In the old world, Web pages and sites were “about” entities, and search engines used calculations based on the link as a key signal of network-wide relevance. In the new world, Web pages are becoming ever more incidental; instead, nodes in the network (Facebook pages, LinkedIn profiles, Freebase entities, Wikipedia articles, etc.) represent entities, and are connected to each other and to people through meaningful connections (“like”, “worked with”, “is accurate”, “recommended”, etc.).

Increasingly, people and organizations will seek to write themselves not to Web sites, but to the big “platforms” (APIs) like Facebook and Twitter. And more and more, Web sites are being rewoven into those social networks, whether by simple inclusions of “like” or “+1” buttons, or through more complex reflections of social connection.

When I look at the data, it’s pretty amazing. On Lucky Oyster, which is an alpha application for social discovery, it’s not uncommon for an occasional user of Facebook with only 20 friends to be intricately connected with upwards of 20 thousand entities. Active users with around a thousand friends are consistently connected to well over a hundred thousand entities. I believe that reading this graph is different than reading the Web; it requires both a new mental model and new technology.

Social networking isn’t solely about the people (although Wall Street may value it that way): it’s about the interconnections between structured content, entities, and people. And in the long term, that fabric will be the legacy of social networking and the battleground for digital meaning. I call this emergent state of affairs “the Web turned upside down”: the social fabric isn’t incidental to the graph of the Web, but will increasingly be ascendent over it in terms of the richness and utility it can provide to us. Its structure and metaphors will eventually reshape the Web into something completely different.


The Experiment

Yeah. All of this is cloudy, at best, even if it sounds cool. So I started with a very simple question:

To what extent is the Web interconnected with the social “fabric”?

We can look anywhere online to see the evidence of this, from on-site elements such as the “like” button, the +1 glyph, or on-site widgets from companies like Disqus. But what are the numbers? I started with the big guy on the block: Facebook.
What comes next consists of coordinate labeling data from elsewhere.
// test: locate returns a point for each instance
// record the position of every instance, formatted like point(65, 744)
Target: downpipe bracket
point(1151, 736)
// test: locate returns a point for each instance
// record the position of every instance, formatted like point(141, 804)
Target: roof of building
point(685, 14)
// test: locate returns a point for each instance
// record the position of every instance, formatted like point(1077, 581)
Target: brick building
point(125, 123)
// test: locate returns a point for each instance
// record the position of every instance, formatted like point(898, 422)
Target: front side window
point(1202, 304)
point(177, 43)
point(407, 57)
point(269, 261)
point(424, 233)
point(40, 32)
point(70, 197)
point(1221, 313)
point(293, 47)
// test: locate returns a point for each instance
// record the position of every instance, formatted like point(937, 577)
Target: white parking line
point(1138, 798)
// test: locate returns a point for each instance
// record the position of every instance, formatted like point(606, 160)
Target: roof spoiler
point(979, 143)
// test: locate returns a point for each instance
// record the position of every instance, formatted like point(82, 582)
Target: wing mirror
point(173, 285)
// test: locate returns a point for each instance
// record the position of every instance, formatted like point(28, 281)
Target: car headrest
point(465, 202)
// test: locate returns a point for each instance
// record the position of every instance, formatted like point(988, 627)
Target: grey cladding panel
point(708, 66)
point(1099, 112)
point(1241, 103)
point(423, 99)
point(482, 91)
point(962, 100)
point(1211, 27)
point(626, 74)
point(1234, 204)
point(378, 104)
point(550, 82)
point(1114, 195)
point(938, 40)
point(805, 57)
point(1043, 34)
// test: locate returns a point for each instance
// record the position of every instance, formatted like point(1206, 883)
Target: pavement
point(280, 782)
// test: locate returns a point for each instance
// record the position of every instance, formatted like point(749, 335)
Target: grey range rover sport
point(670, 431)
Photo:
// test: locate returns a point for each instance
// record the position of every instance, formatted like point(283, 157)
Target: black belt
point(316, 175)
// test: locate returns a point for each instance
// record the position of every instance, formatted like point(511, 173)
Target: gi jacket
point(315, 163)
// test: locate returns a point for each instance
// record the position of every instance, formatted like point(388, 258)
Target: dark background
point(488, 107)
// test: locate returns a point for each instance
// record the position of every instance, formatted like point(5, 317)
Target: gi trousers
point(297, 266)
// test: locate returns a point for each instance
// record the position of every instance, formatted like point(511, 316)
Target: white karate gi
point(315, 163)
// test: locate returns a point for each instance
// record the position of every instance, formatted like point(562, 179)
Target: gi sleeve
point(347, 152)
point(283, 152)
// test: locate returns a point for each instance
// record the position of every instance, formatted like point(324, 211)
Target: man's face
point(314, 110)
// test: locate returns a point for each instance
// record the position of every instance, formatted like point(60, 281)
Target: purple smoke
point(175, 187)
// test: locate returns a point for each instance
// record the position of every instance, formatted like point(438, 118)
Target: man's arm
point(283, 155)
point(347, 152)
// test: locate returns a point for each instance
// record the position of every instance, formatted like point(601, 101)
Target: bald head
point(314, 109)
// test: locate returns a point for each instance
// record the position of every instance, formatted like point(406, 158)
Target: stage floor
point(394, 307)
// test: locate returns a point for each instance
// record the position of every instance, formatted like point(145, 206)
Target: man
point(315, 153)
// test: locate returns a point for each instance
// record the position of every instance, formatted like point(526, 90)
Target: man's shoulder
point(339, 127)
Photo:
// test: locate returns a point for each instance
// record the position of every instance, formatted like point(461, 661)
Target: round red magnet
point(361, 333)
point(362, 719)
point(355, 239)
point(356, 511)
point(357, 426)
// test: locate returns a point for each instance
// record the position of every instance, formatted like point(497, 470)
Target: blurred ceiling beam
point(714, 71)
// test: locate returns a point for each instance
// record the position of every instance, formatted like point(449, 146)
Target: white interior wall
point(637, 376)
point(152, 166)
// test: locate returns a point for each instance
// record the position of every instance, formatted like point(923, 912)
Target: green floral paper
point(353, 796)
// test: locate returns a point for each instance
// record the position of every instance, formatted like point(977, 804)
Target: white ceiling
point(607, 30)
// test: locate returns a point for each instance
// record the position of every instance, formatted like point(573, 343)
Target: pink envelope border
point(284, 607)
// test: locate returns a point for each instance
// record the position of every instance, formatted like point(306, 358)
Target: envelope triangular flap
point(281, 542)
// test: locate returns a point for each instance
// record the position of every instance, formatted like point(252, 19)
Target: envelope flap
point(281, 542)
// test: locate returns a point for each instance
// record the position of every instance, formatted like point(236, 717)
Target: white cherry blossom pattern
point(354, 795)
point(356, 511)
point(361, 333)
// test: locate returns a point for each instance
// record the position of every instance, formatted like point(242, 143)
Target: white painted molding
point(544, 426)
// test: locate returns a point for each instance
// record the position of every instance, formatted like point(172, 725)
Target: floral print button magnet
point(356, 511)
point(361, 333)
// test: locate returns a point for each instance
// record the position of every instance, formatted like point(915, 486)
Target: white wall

These days, answering this question is MUCH easier than ever, especially for a lone engineer working out of a studio in his back yard. Using Amazon Web Services, the data set from Common Crawl, and a little custom code, I examined roughly 1.3 billion URLs from an ongoing 2012 Web crawl. Without embellishment, here are the results:

Summary
----------------------------------------------------------------
Crawl age:                              2012
URLs examined:                          1,297,373,773
TEXT/HTML examined:                     1,117,415,954
Pages that include Facebook URLs:       242,063,274 (21.66%*)
Pages that include Open Graph Tags:     84,453,177 (7.56%*)

* = percentage of TEXT/HTML documents
	
Detail - Facebook URLs
----------------------------------------------------------------
Pages referencing Facebook URLs:        242,063,274
Total Facebook URLs:                    471,013,958
Average Facebook URLs/page:             1.94
Unique Facebook URLs:                   3,556,668
Top Facebook URLS:
	/plugins/like                   15.69%
	/2008/fbml                      13.45%
	/sharer                         9.54%
	/share                          6.69%
	/plugins/likebox                4.60%
	/profile                        1.30%
	/home                           1.25%
	/group                          0.96%
	/widgets/like                   0.73%
	/plugins/activity               0.43%
	/plugins/recommendations        0.35%

Detail - Open Graph Tags
----------------------------------------------------------------
Pages with Open Graph Tags:             84,453,177
Top Open Graph Types:
	hotel                           1.55%
	movie                           1.31%
	activity                        1.14%
	song                            0.76%
	game                            0.72%
	book                            0.67%
	band                            0.66%
	restaurant                      0.52%
	actor                           0.40%
	profile                         0.38%

On a more mechanical note, here’s a bit about how I gathered the above data. After some tinkering with Amazon’s Elastic Map Reduce (EMR), I determined that something even simpler would suit my needs. It was clear that writing a bit of worker coordination code would be far more efficient and easier to debug than learning the ins and outs of the EMR product (read: Hadoop). So I built a very simple boss/worker system. Workers were essentially AWS EC2 nodes with a worker AMI (machine image); on startup, each machine would create two worker processes, each of which would pull tasks from a master queue. For the queue, I used beanstalkd, as the number of Arcfile (Web crawl archive) paths to be served was relatively small. Finally, the workers would post statistics to the same master server that ran the queue, sending data, counts, and tons of extracted snippets (in json) to a Web service built on Sinatra. All of this was written in Ruby, in 296 lines of code.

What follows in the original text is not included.